The Reality of Content Calendars and Content Management

(Imagen 3)

I have worked with several companies’ content calendars over the years.

  • Two of Bredemarket’s clients are using Jira to manage their content calendars.
  • Another of Bredemarket’s clients doesn’t (as far as I know) have an official content calendar, but is tracking some content in a go-to-market Excel workbook.
  • If I remember correctly, MorphoTrak also used Excel for content management. MorphoTrak’s parent Morpho used a social media management platform, but I can’t remember which one.
  • At the time I was at Incode, the company used Asana to host its content calendar. (I have no idea how Incode has managed its content since May 2023.)

Bredemarket creates its own content (this is an example), and I also use Asana as my official content management platform.

Sharp-eyed people spotted how I worded that last sentence.

What did I just say?

If you read it again, you’ll see that I only discussed my OFFICIAL content management platform.

Some content, including this blog post/LinkedIn post/wherever else the text ends up, never gets logged in Asana. I just started writing it in iOS Notes and I will add various checkboxes up top as I share it on the blog and social channels.

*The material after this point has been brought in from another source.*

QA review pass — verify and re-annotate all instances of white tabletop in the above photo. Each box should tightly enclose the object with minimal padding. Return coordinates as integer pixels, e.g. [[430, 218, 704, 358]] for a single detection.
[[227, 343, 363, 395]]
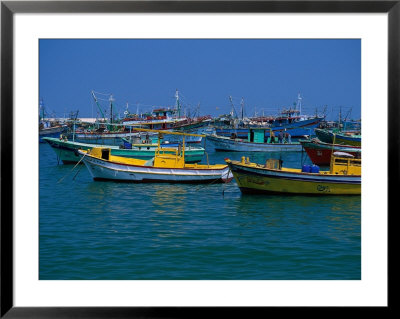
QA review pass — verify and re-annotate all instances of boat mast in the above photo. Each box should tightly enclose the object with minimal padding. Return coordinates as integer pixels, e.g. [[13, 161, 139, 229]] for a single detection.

Some other content, also not logged in Bredemarket’s Asana, is repeatable content that I store in Notes and repost periodically.

Something I post to my identity-related social channels (BIFS = Bredemarket Identity Firm Services).

And sometimes—a lot of the time, actually—I just go to a platform and WRITE stuff.

As a sole proprietor, I enjoy absolute control over Bredemarket’s messaging, and therefore the blog and social media approval process is very…streamlined. That isn’t the case elsewhere, where even a simple tweet requires approval. This makes it hard to live-tweet an event when the approver is unavailable…but there are workarounds. Perhaps I will reveal them one day.

What about process?

But if your corporate environment requires you to impose a strict content management structure, where all content is logged in the content calendar and all content requires approval, make sure that your content logging and approval process protects your company but DOESN’T silence it.

Because if your content approvals are too onerous, you will end up with no content at all.

Or you will end up with…perhaps I will reveal that one day.

My Gmail Labels Need a Draft 0.5 to Draft 1 Conversion

(All images from Imagen 3)

I’ve previously discussed my writing process, which consists of a draft 0.5 which I normally don’t show to anyone, and then (preferably after sleeping on it) a draft 1 in which I hack a bunch of the junk out of draft 0.5 to streamline the messaging.

I need to apply that elsewhere.

Like my Gmail labels.

Creating a content calendar

Bredemarket just started providing content services for a new consulting client (no proposal or analysis services—yet), and one of my first tasks was to set up a shared content calendar for the client.

Keeping a content calendar in an email or a document or a workbook works, and I’ve done this before. But keeping it on an accessible, shared platform is better because everyone has the same view and you don’t have to worry about synchronization issues.

Creating a content calendar in Jira

While Bredemarket’s own content calendars (internal and external) are in Asana, this client requested that I use Jira. Another client uses Jira for a content calendar, so I knew it would work fine.

If you’re curious, the content calendar I set up has the following statuses:

  • Backlog
  • On Hold
  • To Do
  • Doing
  • Done

Bredemarket’s external content calendar is more complex, but that’s because I know that everything on that calendar goes through my iterative review cycle process, and because most of my external projects require an invoicing step at the end. So “Doing” involves a lot of sub-statuses before I’m “Done.” My client obviously didn’t need all this. 

So I set up the content calendar, and the first issue (CC-1, create content calendar) is Done. (No confetti, Jira? Asana provides confetti.)

As Steve Taylor spoke in “Jung and the Restless,” “So what’s the problem?”

Creating email labels

The problem is one of my other obsessive habits, labeling or tagging my emails so that I can easily find them.

All my content work for this client generates a lot of emails. And I decided that the best way to label these emails was with their Jira issue number.

So emails concerning the creation of the content calendar bear the label jiracc001.

And emails concerning another issue are labeled jiracc005.

Did I mention that we already have 28 Jira issues so far? (Mostly in the Backlog.)

I shudder to think what my email will look like a week from now. I will find the relevant emails, but will have to wade through dozens or hundreds of labels first.